Here's Walorski's March tweet -- which is fairly standard partisan fare. But it's upsetting to a staunch Biden supporter like Lawrence.
Sexton underlined that "Lawrence missed the fact that Monday Biden made a point of calling three mayors in Florida and conspicuously did not call Gov. DeSantis." It was only after White House reporters pressed FEMA administrator Deanne Criswell about whether Biden has called DeSantis that the White House decided they needed to call the governor -- as Sexton emphasized, "the courtesy call which Jill Lawrence is now pointing to as proof of Biden's deep empathy." (Then Biden had trouble with her name.)
New from me: Biden's memory fail on Jackie Walorski was embarrassing, but also a reminder of his decency and 'duty to care' ethos. He was trying to praise a lawmaker who objected to his 2020 win and called his agenda reckless. https://t.co/oFJMNYOHFT @usatoday @usatodayopinion
— Jill Lawrence (@JillDLawrence) September 29, 2022
The paper-towel takedown on Trump was also weird.
The contrast with former President Donald Trump is glaring. If he intuited “a duty to care,” he conveyed that strangely by, for instance, throwing paper towels at a crowd of Puerto Ricans in 2017 after the island had been devastated by Hurricane Maria.
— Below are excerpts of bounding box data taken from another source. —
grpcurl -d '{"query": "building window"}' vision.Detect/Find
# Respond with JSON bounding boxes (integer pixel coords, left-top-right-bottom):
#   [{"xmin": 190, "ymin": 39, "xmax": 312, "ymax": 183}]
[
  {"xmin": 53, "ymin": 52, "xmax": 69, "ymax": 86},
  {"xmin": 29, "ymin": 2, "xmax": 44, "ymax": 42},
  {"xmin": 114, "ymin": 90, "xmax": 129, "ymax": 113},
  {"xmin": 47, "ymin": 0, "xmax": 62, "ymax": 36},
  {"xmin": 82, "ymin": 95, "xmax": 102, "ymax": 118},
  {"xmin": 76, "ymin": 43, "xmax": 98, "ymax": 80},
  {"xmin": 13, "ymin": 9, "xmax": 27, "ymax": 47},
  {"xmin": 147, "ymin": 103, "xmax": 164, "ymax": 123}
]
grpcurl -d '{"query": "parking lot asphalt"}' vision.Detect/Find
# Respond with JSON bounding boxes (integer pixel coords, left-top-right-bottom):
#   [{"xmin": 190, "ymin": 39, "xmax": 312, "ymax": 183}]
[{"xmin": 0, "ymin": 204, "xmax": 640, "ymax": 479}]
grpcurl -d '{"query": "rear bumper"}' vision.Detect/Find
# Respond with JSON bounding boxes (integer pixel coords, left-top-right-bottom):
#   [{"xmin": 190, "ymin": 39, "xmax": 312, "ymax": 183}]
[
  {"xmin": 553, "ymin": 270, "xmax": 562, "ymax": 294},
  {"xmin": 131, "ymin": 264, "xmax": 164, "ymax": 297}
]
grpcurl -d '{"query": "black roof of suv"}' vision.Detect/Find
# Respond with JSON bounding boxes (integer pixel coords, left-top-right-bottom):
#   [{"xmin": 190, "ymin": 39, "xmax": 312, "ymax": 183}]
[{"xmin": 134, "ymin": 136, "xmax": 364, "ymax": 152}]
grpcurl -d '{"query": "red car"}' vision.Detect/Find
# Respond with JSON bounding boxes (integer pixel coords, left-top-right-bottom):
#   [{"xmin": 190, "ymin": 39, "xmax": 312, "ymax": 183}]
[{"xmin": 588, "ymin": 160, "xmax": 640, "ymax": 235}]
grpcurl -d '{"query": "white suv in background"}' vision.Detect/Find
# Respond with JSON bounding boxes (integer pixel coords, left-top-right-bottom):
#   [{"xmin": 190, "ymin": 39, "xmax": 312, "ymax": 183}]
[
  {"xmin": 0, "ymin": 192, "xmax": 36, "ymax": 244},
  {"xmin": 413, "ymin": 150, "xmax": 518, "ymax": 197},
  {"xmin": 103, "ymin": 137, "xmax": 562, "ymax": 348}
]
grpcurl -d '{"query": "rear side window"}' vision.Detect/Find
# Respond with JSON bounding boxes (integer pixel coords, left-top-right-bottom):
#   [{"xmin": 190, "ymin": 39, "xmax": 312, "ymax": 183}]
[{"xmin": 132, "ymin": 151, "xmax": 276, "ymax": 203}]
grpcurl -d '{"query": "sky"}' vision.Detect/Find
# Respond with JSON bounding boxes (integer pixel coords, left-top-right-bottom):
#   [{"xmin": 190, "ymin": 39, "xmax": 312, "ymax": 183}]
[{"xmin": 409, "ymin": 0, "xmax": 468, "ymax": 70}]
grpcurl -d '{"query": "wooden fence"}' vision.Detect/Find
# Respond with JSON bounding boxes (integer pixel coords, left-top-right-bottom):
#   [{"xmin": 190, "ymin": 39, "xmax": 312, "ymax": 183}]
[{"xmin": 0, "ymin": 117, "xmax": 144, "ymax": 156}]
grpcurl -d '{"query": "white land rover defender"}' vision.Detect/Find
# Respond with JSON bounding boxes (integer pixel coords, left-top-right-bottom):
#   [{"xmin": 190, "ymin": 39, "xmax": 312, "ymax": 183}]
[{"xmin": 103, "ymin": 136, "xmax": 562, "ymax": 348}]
“It showed such a lack of empathy,” chef José Andrés told The Washington Post a year later.
Then Lawrence went on a long tear about Trump fighting with governors over COVID. Lawrence concluded:
As so many of us know from our own lives, with age come memory lapses, and that’s often the least of it.
I am already on record as a fan of Biden’s presidency while also hoping he won’t run for reelection in 2024. But let’s put this moment in perspective. You need only look back a couple of years to remember that some things are more important than age and a perfect memory.
This isn't an issue of "perfect memory." It's forgetting who's dead, which suggests more than a little memory lapse.